3

I'm trying to grep from a directory and limit the search to the first 100 results. The following code keeps yielding

[..]
grep: writing output: Broken pipe
grep: writing output: Broken pipe
grep: writing output: Broken pipe
grep: writing output: Broken pipe
[..]

The code:

p_grep = Popen(['/bin/bash', '-c', 'grep -F  "asdasdasd" data/*'], stdout = PIPE)
p_head = Popen(['head', '-100'], stdin = p_grep.stdout, stdout = PIPE)
output = p_head.communicate()[0]

How to fix it?

pistacchio
  • 56,889
  • 107
  • 278
  • 420
  • 2
    try this: http://stackoverflow.com/questions/2595602/pythons-popen-cleanup – xkrz Jan 27 '12 at 21:49
  • 1
    @xkrz, isn't the suggested solution there exactly what he's doing? – Rob Wouters Jan 27 '12 at 21:56
  • Do you need to execute grep or is this only an example? Otherwise, grep has a --max-count option you can use instead of piping the whole output through. – GaretJax Jan 27 '12 at 21:58
  • max-count limits the number of rows read in a file, i need to limit the number of searches from all files. – pistacchio Jan 27 '12 at 22:15
  • 1
    @RobWouters, you are right, the example given at the end is exactly what pistcchio doing. My apology for not reading the other post to the end. – xkrz Jan 27 '12 at 22:26

2 Answers2

1

Actually in this case you can do:

output = check_output(['/bin/bash', '-c', 'grep -F  "asdasdasd" data/* | head -100'])
Rob Wouters
  • 15,797
  • 3
  • 42
  • 36
  • the problem with this is that, i don't know why, it executes ALL the grepping and then it pipes throu head, so, while in the shell it only takes some seconds, it takes much longer in python – pistacchio Jan 27 '12 at 22:11
  • @pistacchio, can you try passing `--line-buffered` to `grep` and see if that changes anything? – Rob Wouters Jan 27 '12 at 22:22
  • I can't think of any reasons why there would be a difference. Are you absolutely certain you are comparing the exact same commands? The only other thing is maybe pass `bufsize=1` to check_output. – Rob Wouters Jan 27 '12 at 22:32
0

According to the Popen documentation on writing pipes you should make sure to close the stdout on the piped processes (in this case p_grep) so that they are able to receive a SIGPIPE from the piped-to processes (in this case p_head).

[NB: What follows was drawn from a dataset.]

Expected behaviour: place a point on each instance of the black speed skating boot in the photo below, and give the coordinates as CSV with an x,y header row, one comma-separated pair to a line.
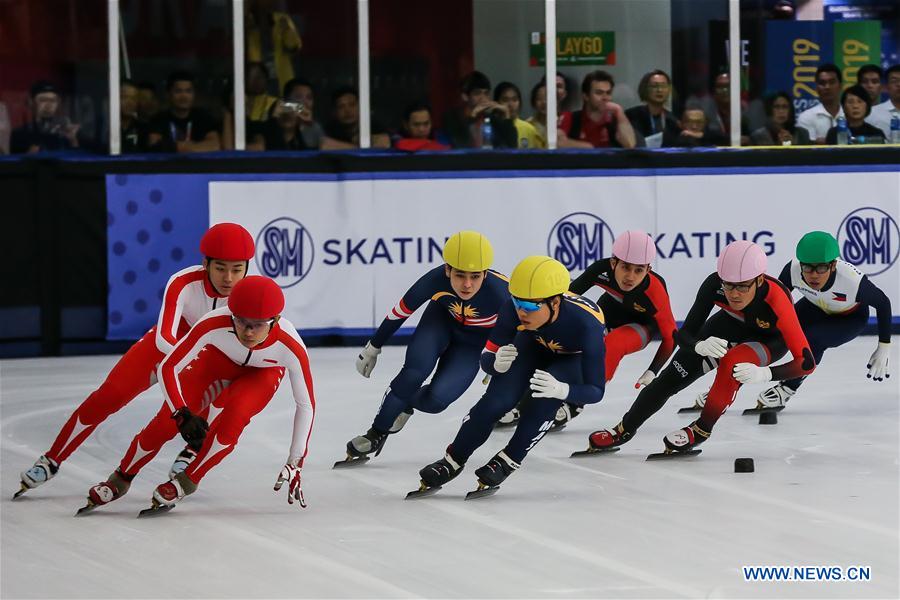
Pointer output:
x,y
496,470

Furthermore, according to this post, it's important to provide a setup function to each subprocess so that Python's handling of SIGPIPE is restored to its default behavior.

So the code becomes:

def preexec_fn():
    import signal
    signal.signal(signal.SIGPIPE, signal.SIG_DFL)

p_grep = Popen(['/bin/bash', '-c', 'grep -F  "asdasdasd" data/*'], stdout=PIPE, preexec_fn=preexec_fn)
p_head = Popen(['head', '-100'], stdin=p_grep.stdout, stdout=PIPE, preexec_fn=preexec_fn)
p_grep.stdout.close()
output = p_head.communicate()[0]

That should cause the grep process to terminate once head completes.

Blanka
  • 7,381
  • 3
  • 23
  • 20